FICO Score vs. Credit Score: What Are The Differences
FICO score vs. credit score. Do you know the difference? Well, a FICO score is only of credit score amongst others that can be assigned to you and there are differences between them. It is important to know this information since you will be applying for credit at various points in your life and you want to know what a FICO score vs. credit score means.
What are the differences between FICO score vs. Credit score
What is a FICO score?
FICO stands for Fair Isaac Corporation. Currently, it is the most used type of credit score. They have a proprietary formula that they use to calculate the score. It is based on these factors:
- Payment history
- Credit mix
- Outstanding balances
- New credit
- Age of credit
Each of these factors is assigned a percentage that ultimately impacts your FICO score:
- Payment history – This makes up 35% of your FICO score. So, make sure you are paying those bills on time, every time. Even one missed payment that goes over 30 days late can negatively affect your score. In addition, things like bankruptcies and foreclosures will stay on your report for up to 10 years.
- Outstanding balances – This makes up 30% of your score. Having outstanding debt is not horrible if you are making timely payments. It can actually boost your score some. With that being said, lenders can become worried if they think you have more debt than you can handle.
- Length of credit history– This makes up 15%. You may think it makes sense to close an account you have paid off but hold off. If it is in good standing, leave it.
- Credit mix – This makes up 10%. Lenders want to see a nice mix of credit types. So credit cards, mortgage, loans etc.
- New credit- Another 10%. Credit cards are good for your score if you know how to properly use them. You just want to avoid opening a bunch of credit cards within a short time period as this gives off a signal that you may be in a negative financial situation.
What are the ranges for the FICO score?
The range is from 300 to 850 and here is how that breaks down:
- Excellent: 800 and above.
- Very good: 740- 799
- Good: 670 -739
- Fair: 580 – 669
- Poor: below 579
An excellent credit score will get you the best rates when it comes to terms from lenders. A very good score will still get you better rates then a good score. A poor score of course means that rates won’t be as favorable and you may need to secure a loan with a deposit or by paying associated fees.
In addition, there are different FICO score models for the various types of credit. So for care loans there is a specific scoring model used. Moreover, you will notice differences in the FICO scores provided by Equifax, Experian, and TransUnion. This is because each bureau collects slightly different data.

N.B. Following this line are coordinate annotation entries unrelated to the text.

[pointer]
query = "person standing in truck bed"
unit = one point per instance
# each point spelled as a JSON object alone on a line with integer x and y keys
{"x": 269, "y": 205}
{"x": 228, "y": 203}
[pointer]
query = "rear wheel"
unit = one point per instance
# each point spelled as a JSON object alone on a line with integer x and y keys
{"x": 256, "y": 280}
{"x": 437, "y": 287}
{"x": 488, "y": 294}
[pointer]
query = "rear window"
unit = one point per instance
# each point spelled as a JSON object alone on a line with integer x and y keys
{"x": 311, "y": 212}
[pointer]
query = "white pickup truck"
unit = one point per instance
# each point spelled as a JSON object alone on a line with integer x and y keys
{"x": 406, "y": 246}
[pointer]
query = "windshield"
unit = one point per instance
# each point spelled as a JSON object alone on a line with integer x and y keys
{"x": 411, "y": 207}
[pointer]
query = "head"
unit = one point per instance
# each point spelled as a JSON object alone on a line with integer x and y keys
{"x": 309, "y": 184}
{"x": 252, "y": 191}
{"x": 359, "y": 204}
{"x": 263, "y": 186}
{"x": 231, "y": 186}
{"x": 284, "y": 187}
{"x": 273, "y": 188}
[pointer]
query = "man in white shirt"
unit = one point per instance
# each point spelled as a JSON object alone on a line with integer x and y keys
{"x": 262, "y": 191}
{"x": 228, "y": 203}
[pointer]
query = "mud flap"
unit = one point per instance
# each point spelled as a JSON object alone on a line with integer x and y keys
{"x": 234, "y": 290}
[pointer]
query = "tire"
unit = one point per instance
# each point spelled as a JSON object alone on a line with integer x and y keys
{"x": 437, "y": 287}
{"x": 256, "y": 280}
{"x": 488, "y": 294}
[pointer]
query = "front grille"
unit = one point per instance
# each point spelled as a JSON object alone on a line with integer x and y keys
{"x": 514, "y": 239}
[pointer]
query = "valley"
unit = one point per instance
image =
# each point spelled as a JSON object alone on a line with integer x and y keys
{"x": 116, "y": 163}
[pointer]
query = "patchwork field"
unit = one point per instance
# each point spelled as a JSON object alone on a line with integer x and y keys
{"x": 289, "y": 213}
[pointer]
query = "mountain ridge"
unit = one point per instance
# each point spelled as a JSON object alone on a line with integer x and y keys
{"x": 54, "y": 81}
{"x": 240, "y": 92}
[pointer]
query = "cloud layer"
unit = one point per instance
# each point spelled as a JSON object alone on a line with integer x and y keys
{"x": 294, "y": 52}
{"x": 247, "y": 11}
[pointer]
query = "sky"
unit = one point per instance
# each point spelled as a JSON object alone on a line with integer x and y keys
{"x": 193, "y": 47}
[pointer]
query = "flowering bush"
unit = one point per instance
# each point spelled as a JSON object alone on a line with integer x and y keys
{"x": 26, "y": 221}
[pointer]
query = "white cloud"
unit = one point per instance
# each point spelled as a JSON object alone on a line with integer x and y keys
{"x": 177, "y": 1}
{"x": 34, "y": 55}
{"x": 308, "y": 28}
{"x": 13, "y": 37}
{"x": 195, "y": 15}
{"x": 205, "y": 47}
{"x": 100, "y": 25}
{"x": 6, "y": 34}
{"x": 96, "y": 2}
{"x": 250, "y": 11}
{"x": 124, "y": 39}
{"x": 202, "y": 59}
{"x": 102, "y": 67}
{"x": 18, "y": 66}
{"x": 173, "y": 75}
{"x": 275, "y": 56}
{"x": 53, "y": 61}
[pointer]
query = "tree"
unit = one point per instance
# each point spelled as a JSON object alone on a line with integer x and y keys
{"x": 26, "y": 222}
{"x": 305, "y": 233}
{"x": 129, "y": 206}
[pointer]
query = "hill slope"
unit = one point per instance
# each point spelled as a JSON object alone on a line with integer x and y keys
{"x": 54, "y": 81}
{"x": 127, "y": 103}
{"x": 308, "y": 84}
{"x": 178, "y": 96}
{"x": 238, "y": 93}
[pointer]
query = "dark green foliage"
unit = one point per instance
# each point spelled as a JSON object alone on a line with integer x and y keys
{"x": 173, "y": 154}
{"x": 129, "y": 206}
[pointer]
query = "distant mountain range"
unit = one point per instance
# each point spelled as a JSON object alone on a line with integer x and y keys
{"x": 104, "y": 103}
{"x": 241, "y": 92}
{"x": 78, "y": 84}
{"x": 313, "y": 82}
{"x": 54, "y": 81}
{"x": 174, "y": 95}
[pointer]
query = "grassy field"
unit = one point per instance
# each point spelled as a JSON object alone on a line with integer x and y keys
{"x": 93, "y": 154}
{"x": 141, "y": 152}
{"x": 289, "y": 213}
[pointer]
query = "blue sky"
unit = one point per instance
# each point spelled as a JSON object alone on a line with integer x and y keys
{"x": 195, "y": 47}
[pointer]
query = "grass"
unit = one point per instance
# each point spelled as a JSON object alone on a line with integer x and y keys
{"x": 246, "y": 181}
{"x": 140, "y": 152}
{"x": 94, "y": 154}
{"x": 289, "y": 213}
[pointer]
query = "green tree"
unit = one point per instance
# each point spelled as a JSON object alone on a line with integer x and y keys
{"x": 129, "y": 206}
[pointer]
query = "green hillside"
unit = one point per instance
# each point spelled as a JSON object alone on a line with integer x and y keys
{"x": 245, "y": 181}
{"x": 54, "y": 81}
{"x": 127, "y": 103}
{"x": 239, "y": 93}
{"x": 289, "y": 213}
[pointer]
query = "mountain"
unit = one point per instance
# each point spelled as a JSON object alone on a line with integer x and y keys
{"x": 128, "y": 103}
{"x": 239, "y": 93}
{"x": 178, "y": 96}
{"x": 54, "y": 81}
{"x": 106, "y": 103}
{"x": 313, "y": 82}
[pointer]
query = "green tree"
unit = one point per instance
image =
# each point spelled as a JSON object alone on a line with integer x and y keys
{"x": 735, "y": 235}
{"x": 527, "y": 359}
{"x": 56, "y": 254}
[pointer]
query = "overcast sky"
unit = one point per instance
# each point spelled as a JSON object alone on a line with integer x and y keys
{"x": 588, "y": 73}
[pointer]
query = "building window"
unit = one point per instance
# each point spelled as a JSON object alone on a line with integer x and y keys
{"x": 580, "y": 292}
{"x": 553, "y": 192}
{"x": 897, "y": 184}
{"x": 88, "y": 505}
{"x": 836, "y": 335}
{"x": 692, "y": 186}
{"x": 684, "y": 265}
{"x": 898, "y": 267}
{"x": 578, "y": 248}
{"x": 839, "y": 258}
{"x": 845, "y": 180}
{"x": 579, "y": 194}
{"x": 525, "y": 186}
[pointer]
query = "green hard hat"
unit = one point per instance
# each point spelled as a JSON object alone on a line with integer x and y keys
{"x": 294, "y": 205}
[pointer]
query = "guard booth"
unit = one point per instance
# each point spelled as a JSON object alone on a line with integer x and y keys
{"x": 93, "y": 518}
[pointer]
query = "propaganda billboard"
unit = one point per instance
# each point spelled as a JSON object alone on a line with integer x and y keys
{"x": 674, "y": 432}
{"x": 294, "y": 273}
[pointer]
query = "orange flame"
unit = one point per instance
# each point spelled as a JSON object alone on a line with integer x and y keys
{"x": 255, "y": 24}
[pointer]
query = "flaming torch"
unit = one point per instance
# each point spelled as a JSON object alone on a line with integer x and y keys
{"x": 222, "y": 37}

What is a Credit Score or VantageScore
The other popular credit score floating around is the VantageScore. This was created by the three major credit bureaus: Equifax, Experian, and TransUnion. They use the same ranges as the FICO score but can generate a score with just one month of credit history. This is beneficial for those people that are just starting to get some credit under their belt. In addition, they use a different formula for calculating their scores. Here is what goes into a VantageScore in order of importance:
- Credit usage, balance, and available credit
- Credit mix
- Payment history
- Age of credit
- New credit
Each of these factors also have their own percentage that helps determine your VantageScore:
- Payment history makes up 40%
- Credit mix makes up 21%
- Credit usage makes up 20%
- Outstanding balances makes up 11%
- New credit makes up 5%
- Available credit makes up 3%
What are the ranges for a VantageScore?
- Excellent: 800 and above.
- Good: 670 -739
- Fair: 580 – 669
- Poor: below 579
When it comes down to knowing your FICO score vs. credit score (aka VantageScore), knowing either will suffice. With that being said, VantageScore and FICO scores are not always the same. They can vary because of the differences in the models. As long as you are paying attention to your score under either model, you will know more or less where you stand. Just remember that the most important thing to prioritize when it comes to your credit are those on time payments. Payment history is the most important factor in both models.